Ähnlich steht es bei Karl May. Seine Geschichte von Winnetou hat nichts mit der tatsächlichen Lebensrealität von Indigenen zu tun – im Gegenteil: Sie ist voll von Stereotypen. Genau das scheint auch der Ravensburger Verlag verstanden zu haben. „Angesichts der geschichtlichen Wirklichkeit, der Unterdrückung der indigenen Bevölkerung, wird hier ein romantisierendes Bild mit vielen Klischees gezeichnet [...]. Vor diesem Hintergrund wollen wir als Verlag keine verharmlosenden Klischees wiederholen und verbreiten,“ wird er in der Tagesschau zitiert.6 Leider kam diese Einsicht etwas spät und zwar erst nach der Veröffentlichung des Buches zum aktuellen Winnetou-Film, das wieder zurückgezogen wurde. Grund dafür war unter anderem der Shitstorm, den die bereits erwähnten Stereotype auslösten. Verfechter*innen der Cancel Culture sehen hierin mal wieder den Versuch, ihnen den Mund zu verbieten, und Herr Casper fühlte sich an seine Jugend in der DDR erinnert.
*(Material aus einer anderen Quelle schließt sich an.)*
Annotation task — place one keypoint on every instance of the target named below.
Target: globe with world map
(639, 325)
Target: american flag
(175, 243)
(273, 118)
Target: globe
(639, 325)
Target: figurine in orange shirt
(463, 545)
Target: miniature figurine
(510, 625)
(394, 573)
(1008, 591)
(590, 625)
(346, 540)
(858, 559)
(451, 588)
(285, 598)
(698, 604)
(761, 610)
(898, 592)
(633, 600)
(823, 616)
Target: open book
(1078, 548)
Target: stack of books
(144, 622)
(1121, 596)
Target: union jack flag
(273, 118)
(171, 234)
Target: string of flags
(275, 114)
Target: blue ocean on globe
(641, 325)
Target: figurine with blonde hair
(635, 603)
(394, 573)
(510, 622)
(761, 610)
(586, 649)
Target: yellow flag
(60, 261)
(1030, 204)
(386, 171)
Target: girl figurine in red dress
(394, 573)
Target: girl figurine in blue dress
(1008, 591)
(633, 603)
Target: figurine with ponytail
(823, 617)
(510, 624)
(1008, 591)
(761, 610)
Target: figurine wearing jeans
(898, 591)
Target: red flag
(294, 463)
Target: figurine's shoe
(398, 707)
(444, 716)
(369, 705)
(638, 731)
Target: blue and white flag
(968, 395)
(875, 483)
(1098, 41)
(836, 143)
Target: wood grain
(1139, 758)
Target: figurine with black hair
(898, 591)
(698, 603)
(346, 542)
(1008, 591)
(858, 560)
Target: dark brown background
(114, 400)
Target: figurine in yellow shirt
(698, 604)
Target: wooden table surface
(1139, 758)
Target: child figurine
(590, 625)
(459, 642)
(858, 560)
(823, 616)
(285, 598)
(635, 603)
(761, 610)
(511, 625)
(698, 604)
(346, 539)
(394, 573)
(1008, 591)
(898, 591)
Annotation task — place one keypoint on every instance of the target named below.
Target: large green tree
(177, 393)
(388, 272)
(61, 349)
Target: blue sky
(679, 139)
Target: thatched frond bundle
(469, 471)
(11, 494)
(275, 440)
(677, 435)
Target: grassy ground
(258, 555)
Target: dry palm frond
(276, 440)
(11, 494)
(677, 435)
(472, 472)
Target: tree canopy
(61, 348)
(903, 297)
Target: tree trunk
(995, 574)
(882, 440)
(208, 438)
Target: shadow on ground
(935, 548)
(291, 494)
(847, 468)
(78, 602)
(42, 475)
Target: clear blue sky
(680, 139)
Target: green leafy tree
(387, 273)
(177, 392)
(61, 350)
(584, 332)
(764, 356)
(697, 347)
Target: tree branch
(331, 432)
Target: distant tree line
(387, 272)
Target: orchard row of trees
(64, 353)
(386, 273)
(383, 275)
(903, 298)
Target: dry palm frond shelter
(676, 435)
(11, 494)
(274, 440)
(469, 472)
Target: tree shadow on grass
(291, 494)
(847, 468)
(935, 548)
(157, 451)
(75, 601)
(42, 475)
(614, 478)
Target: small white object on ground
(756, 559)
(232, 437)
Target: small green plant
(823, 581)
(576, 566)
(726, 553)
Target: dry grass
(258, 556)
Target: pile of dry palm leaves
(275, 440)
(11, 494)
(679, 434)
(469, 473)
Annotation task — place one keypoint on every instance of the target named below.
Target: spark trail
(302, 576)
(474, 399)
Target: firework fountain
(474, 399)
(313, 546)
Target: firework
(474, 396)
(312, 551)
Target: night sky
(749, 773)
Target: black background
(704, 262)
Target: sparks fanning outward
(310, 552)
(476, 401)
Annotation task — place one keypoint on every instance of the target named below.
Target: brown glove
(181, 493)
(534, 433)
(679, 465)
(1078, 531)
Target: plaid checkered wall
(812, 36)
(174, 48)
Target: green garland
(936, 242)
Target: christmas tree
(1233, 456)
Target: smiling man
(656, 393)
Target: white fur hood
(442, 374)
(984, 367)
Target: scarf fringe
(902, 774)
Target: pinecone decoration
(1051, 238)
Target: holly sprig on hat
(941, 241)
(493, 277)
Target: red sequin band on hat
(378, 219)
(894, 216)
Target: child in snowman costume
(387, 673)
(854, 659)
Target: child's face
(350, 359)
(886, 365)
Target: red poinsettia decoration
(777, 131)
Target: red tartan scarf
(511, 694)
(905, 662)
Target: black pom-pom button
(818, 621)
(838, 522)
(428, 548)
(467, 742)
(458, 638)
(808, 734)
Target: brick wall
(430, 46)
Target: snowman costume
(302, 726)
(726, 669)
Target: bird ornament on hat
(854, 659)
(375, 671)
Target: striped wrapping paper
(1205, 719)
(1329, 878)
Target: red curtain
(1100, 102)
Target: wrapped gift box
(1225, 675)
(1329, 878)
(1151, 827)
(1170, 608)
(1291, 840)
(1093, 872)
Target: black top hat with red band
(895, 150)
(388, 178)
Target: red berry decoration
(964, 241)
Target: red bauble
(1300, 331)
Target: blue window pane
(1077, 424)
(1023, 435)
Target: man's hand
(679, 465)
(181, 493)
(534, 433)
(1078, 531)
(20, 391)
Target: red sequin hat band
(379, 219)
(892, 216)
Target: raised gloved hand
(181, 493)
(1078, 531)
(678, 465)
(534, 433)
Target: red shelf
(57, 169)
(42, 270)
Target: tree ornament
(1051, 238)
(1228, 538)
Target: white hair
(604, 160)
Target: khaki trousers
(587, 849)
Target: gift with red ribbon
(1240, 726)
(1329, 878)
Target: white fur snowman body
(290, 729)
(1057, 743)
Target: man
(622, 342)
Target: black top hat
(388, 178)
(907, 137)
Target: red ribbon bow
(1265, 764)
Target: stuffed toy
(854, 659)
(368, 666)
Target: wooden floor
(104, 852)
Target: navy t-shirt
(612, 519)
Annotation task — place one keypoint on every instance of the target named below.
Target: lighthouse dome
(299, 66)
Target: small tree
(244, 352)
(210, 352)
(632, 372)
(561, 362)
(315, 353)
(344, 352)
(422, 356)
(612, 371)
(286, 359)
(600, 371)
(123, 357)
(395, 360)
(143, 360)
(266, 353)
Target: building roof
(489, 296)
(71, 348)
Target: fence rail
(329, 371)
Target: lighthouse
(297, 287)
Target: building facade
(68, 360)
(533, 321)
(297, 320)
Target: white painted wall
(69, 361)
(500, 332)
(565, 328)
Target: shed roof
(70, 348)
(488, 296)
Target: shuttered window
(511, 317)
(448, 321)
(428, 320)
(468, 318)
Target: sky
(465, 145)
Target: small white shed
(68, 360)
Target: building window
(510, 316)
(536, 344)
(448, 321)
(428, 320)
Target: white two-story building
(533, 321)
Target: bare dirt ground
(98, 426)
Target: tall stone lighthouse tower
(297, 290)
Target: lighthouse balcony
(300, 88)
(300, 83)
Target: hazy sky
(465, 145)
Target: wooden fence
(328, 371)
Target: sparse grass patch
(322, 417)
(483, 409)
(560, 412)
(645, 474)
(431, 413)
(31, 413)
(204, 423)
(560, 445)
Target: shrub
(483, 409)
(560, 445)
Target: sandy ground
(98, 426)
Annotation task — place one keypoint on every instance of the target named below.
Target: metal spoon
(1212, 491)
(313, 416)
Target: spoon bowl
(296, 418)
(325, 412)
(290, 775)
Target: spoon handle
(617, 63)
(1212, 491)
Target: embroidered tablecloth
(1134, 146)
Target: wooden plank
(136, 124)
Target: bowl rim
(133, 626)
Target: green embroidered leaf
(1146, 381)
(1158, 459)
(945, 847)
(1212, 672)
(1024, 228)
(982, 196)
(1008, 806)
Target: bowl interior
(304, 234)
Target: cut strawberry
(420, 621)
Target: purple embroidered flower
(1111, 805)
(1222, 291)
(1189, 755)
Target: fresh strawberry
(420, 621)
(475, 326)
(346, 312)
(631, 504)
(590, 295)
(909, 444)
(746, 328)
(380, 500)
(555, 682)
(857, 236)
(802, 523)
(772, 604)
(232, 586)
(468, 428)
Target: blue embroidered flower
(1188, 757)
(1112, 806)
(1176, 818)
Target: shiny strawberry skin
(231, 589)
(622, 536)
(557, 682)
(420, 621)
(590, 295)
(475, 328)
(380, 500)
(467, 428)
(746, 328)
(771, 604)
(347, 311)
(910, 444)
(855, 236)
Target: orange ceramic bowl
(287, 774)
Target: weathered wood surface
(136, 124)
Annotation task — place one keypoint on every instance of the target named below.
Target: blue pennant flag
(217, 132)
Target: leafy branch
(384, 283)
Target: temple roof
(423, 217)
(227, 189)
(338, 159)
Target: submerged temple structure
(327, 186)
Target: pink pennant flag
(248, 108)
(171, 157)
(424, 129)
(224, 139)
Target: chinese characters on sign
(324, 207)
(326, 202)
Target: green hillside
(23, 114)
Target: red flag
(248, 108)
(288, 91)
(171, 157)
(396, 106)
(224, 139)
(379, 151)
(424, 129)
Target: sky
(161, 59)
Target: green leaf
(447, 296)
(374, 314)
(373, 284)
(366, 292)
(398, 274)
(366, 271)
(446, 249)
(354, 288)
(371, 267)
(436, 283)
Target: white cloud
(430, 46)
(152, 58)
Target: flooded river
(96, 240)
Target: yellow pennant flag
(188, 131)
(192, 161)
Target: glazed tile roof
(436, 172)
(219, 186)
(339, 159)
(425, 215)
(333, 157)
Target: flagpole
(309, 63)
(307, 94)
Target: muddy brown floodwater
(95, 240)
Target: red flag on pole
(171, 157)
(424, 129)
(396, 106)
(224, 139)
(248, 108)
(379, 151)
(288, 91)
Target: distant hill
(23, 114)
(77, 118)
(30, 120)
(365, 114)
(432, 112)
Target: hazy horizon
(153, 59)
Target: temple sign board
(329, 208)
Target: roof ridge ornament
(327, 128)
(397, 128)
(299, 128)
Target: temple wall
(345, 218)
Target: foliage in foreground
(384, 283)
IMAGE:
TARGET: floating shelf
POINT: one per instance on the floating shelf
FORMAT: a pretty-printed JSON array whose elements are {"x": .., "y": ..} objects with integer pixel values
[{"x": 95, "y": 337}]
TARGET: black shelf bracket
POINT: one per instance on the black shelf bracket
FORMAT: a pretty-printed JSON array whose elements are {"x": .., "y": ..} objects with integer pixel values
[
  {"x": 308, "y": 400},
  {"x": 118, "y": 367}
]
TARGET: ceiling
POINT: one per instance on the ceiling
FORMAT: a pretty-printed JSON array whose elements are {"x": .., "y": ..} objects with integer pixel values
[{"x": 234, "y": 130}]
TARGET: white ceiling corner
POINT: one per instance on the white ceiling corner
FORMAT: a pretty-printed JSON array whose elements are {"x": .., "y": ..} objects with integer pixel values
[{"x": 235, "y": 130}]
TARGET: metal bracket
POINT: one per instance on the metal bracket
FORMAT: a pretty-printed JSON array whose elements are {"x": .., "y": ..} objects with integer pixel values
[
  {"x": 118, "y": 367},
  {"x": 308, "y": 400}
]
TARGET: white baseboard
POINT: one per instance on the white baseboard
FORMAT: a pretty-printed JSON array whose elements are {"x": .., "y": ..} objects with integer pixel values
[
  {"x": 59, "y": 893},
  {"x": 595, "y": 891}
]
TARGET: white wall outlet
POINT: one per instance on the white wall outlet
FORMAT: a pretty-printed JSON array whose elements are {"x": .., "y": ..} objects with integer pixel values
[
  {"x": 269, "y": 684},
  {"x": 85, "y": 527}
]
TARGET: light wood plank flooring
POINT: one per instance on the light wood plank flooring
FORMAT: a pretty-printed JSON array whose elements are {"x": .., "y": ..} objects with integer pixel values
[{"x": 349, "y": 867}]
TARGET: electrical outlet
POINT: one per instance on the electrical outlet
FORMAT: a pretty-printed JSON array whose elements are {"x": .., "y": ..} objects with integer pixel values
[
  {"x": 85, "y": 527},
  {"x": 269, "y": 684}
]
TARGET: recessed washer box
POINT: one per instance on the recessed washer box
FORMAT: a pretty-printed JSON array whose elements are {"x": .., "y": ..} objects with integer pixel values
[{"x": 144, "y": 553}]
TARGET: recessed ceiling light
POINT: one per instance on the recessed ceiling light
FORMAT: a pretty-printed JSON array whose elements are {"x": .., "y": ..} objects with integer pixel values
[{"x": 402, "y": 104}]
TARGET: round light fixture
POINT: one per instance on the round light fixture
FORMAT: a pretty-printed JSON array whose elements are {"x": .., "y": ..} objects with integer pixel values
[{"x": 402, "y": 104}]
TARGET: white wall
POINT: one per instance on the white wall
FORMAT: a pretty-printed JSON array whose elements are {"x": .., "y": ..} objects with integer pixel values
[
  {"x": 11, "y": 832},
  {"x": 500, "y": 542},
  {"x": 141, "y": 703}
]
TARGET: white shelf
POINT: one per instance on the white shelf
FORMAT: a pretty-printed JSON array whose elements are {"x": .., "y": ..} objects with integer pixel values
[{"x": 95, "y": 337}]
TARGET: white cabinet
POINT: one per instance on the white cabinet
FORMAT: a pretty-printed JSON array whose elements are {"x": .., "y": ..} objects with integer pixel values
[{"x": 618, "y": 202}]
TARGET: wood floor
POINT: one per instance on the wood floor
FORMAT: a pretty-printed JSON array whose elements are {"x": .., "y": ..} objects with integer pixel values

Wie können diese woken Leute im Internet es nur wagen, frei ihre Meinung kundzutun und mit Argumenten einen Verlag davon zu überzeugen, dass ein rassistisches Buch keine gute Idee ist?

Ihr merkt, nur weil ein Verlag entscheidet, ein rassistisches Buch weniger zu verlegen, heißt das nicht, dass Zustände wie damals in der DDR herrschen.

Und ja, Winnetou ist eine fiktionale Geschichte und wir wissen alle, dass die darin beschriebene Handlung nicht wirklich passiert. Doch auch Fiktionen sollten keine Diskriminierung verbreiten – aber das tut ein Buch, wenn es Klischees über real existierende Menschen beinhaltet, die nichts mit der Wirklichkeit zu tun haben. Auch das Argument, Winnetou solle zur Auseinandersetzung mit eben diesem Thema anregen, ist sehr fadenscheinig, wenn man bedenkt, dass sich das vom Ravensburger Verlag zurückgezogene Buch an Kinder im Alter von sieben bis zehn Jahren richtet. Was denkt ihr, wie viele Kinder hätten wohl das Buch gelesen und sich dann gesagt „Das ist ja total unrealistisch! Ich recherchiere jetzt zu Kolonialismus und der Diskriminierung indigener Bevölkerung!“?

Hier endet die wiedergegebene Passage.